[plug] Safely using an untrusted router

Dirk justanothergreenguy at gmail.com
Tue Oct 20 05:17:46 UTC 2015


Oops, my error, I think I'm already using PPPoE.  But don't you lose the
firewall of NAT (re unsolicited traffic) in pass-through mode? ...and a
MITM in the modem could still play funny games if your traffic isn't
encrypted from your computer.

Am I wrong in thinking a VPN (set up on the PC, not in the
router) would offer far greater security through an (any) untrusted
router?  I mean, isn't that what is recommended for people logging into
their corporate network remotely (say from a hotel, etc)...?
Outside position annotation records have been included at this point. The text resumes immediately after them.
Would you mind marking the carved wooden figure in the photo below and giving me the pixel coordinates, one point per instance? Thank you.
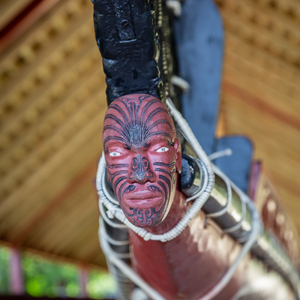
(140, 182)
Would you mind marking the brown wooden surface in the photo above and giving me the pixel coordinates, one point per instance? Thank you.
(52, 105)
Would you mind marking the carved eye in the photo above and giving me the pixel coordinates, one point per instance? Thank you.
(114, 154)
(162, 149)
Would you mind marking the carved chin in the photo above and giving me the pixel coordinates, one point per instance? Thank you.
(144, 213)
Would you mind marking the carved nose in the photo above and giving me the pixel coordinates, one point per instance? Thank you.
(140, 170)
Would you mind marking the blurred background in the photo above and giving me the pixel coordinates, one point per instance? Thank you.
(52, 104)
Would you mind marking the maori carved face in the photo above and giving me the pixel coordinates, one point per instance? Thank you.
(142, 157)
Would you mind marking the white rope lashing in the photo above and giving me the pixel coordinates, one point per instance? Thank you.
(114, 210)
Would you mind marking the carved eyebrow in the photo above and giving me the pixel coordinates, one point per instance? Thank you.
(119, 131)
(111, 116)
(110, 138)
(149, 135)
(146, 107)
(117, 108)
(155, 112)
(162, 121)
(114, 166)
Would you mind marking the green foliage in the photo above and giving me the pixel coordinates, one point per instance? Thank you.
(4, 277)
(45, 278)
(101, 285)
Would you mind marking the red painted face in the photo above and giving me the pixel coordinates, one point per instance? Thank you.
(142, 156)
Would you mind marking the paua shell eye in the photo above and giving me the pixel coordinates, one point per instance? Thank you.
(162, 149)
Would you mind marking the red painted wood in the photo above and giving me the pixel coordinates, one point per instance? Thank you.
(190, 265)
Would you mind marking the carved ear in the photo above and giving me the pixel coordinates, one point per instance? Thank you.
(177, 148)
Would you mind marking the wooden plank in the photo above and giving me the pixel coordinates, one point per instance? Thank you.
(68, 101)
(53, 203)
(266, 76)
(79, 209)
(8, 9)
(48, 55)
(58, 139)
(42, 175)
(24, 21)
(55, 83)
As far as I know, the RPi incorporated the GPU driver with the OS in the
one big blob that goes on the SD card.  As such, you can verify the
integrity of everything volatile / rewriteable before using it, with a
simple MD5 checksum across the whole SD device. ...but I may be mistaken  :)
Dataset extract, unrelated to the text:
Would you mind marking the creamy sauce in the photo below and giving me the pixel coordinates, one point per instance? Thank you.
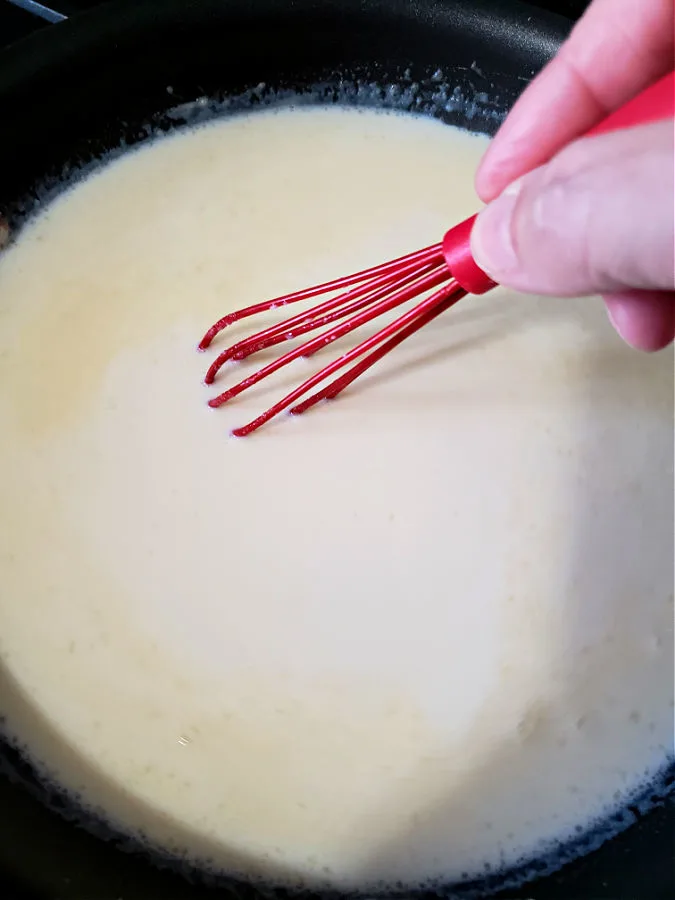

Btw, they should make modem routers (and USB controllers, motherboards,
hard drives, etc) with non-volatile firmware, or firmware inserted
via microSD card, so it can be replaced and verified, according to known
checksums.  Am I the only one who would pay for this?  Anyway, I digress.

Cheers, Dirk




On Tuesday, 20 October 2015, Brad Campbell <brad at fnarfbargle.com> wrote:

> On 20/10/15 11:47, Dirk wrote:
>
> I might have to look into using a modem in pass-through mode, and
>> hopefully my ISP can enable the PPPoE at their end.
>>
>
> Is your router currently configured for pppoe or pppoa?
>
> Does your Billion modem have any firmware that can be updated or
>> compromised (i.e. wouldn't solve my issue), or is it all hardware?
>>
>
> All modems/routers have firmware that can be updated and compromised. By
> using the modem in passthrough mode it'd have to be modifying the ppp
> encapsulated packets on the fly. Not impossible, but a bit more complex
> than just re-routing IP packets using the kernels filtering infrastructure.
> There hasn't been a 'hardware only' modem in 30 years.
>
> Btw, I'm considering using a Raspberry Pi (not sure how secure Raspbian
>> is though), to get around the possibility of BIOS malware in my PC, as I
>> can verify the integrity of the Pi's 'firmware' by rewriting the OS onto
>> a small SD card each time I need to access important online accounts.
>>
>
> How can you verify the integrity of the PI? I thought it had some binary
> blob drivers for the GPU. That's no more secure than the BIOS in your PC.